In the country’s largest pear production region Emilia Romagna, for example, growers expect a 9 per cent fall in output compared with last year, with greater-than-average decreases for Abate Feel, Conference and Kaiser varieties.
“After a certain optimism due to the good fruit set - albeit with some differences between varieties and production areas - and to an average size that seemed good until a few weeks ago, in the last two weeks we have witnessed a block in fruit development, which led to lower production estimates,” explains Gianni Amidei, president of OI Pera.
“We underline that the estimate indicated refers to the total production, but at the end of the harvest we believe that precisely this smaller size can lead to a reduction in the marketable production quota compared with more normal years.”

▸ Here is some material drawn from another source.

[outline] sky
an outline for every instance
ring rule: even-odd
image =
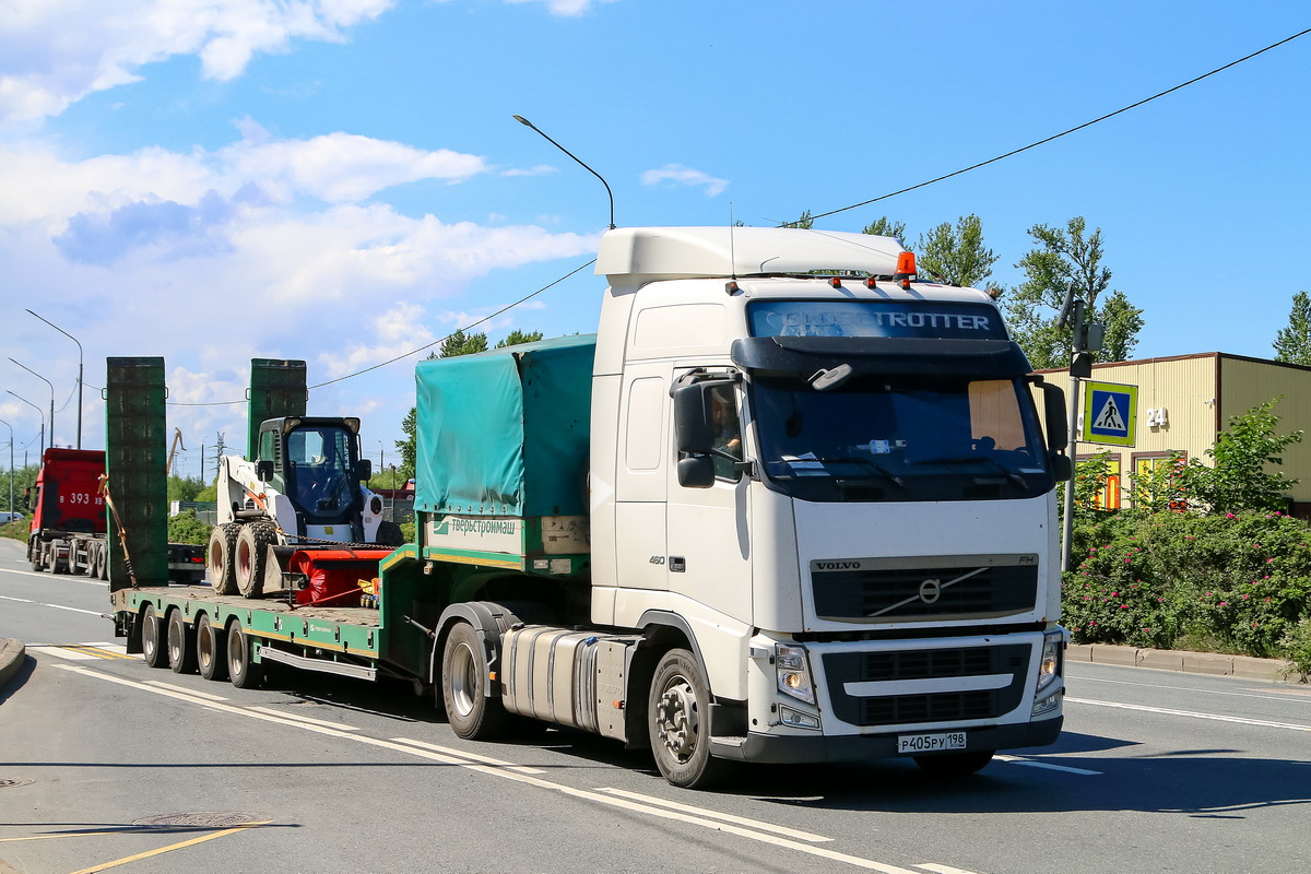
[[[75,446],[80,343],[81,446],[102,448],[105,359],[163,356],[174,472],[199,476],[220,435],[244,449],[250,358],[303,359],[308,411],[359,415],[396,464],[414,363],[452,330],[595,330],[590,267],[496,314],[610,221],[514,114],[606,178],[621,227],[768,227],[1307,28],[1294,0],[0,0],[0,358],[21,364],[0,388],[22,398],[0,392],[0,419],[18,465],[51,401]],[[886,215],[914,248],[974,214],[1012,286],[1030,227],[1083,216],[1145,311],[1137,358],[1269,358],[1311,291],[1308,157],[1311,34],[815,227]]]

He added: “Unfortunately, the decrease in areas is a direct consequence of what has happened in recent years, always characterised by enormous production problems, which ended up putting producers in serious difficulty.”

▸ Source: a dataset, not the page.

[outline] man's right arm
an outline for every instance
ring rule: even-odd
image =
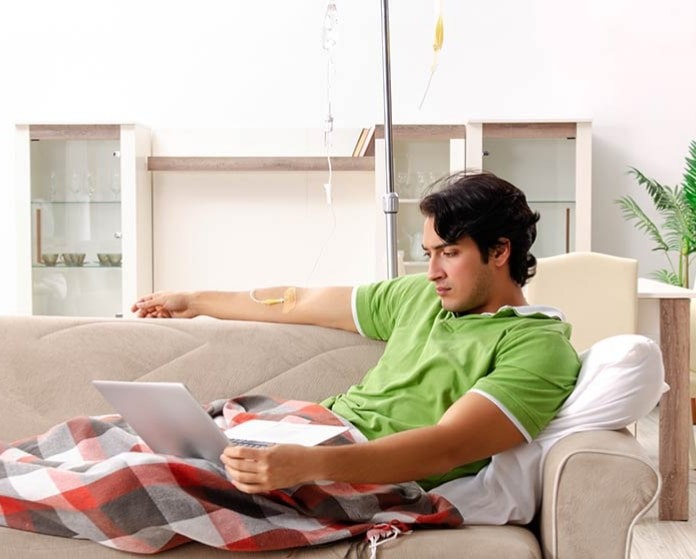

In terms of individual varieties, the organisation predicted 189,000 tonnes of Abate Fetel – four times the amount seen last year, but 22 per cent less than in 2020 and almost 40 per cent less than in 2018.
Production of Williams will be around 130,000 tonnes, approximately double compared with 2021 but 16 per cent down on 2020 and over 20 per cent down on 2018.
“Finally, it should be emphasised that the serious problem of drought that has been added this year is accompanied by major increases in prices of raw materials, which will have a great impact on the cost of production, not only with regard to pears, but on all products,” Amidei observed.
“We also have the serious problem of finding manpower, which is hindering the good management of the fruit and vegetable harvests needed for good product quality. This is a serious situation that will somehow need to be remedied.”
Ahead of the annual release of European apple and pear forecasts at Prognosfruit, pear production is expected to be largely the same as last year in the Netherlands, slightly lower in Belgium, and down in Spain and Portugal.